Lin et al38 presented 4 cases of eyes with ICE syndrome. Baseline IOP was 28.5 mmHg on 3.8 meds and decreased to 10.5 mmHg on 1.0 med. No additional surgery was required during the 6.9 months of follow-up. Two patients had transient hypotony, one that resolved with conservative treatment and another with concomitant choroidal effusions required AC viscoelastic injection with eventual resolution of the choroidal at 6.9 months. No implants were occluded by membranes or peripheral anterior synechiae.
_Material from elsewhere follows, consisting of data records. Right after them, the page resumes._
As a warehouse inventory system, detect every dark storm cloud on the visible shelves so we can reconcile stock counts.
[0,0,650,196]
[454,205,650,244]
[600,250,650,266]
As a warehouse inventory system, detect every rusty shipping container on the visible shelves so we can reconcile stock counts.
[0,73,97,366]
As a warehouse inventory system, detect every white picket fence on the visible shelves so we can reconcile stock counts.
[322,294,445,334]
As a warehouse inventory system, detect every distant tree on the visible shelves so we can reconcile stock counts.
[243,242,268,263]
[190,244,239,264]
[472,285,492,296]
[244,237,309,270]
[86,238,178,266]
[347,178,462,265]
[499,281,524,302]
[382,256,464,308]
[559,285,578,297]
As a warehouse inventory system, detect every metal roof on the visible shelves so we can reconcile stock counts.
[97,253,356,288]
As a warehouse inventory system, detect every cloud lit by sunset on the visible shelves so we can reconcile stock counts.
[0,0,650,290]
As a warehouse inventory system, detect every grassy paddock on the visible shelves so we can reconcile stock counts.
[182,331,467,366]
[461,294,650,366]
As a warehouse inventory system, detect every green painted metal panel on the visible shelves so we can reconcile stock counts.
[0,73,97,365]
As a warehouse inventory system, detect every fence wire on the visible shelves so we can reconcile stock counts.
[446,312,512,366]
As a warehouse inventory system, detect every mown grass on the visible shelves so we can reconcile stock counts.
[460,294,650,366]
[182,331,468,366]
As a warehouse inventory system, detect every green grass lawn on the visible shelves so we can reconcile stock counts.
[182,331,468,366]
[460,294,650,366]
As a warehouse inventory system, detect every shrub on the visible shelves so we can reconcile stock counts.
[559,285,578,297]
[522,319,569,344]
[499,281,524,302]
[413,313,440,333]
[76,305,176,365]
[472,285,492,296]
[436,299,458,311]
Hohberger et al39 described a case report of a 53-year-old woman with ICE syndrome with corectopia who underwent previous DMEK surgery and CPC. Baseline IOP was 24 mmHg on maximal therapy. Subconjunctival anti-VEGF and 5-FU were used pre and postoperatively. At final follow-up (6 months), IOP was 12 mmHg on 1 med.

After Dexamethasone Implants

Rezkallah et al40 reported on five eyes of four consecutive cases of steroid induced glaucoma who underwent Xen 45 solo (3) or Xen combined (2) surgery and subsequent DEX-implants with no further increase in IOP increase with a mean follow-up of 5 months.

In Pediatric Glaucoma

Smith41 reports four cases of pediatric glaucoma treated with 3 ab interno and 1 ab externo Xen. One patient previously underwent cataract surgery and another had previous ab externo trabeculotomy. The patient with previous ab externo trabeculotomy failed the first Xen after 5 weeks and a second Xen was implanted through an ab externo route. The third case presented with a closed angle and underwent a Xen 45 combo. MMC concentration varied from 01 to 0.2 mL of 0.2 to 0.4 mg/mL. The length of follow-up ranged from 6 months to two years. In this small series no complications were reported.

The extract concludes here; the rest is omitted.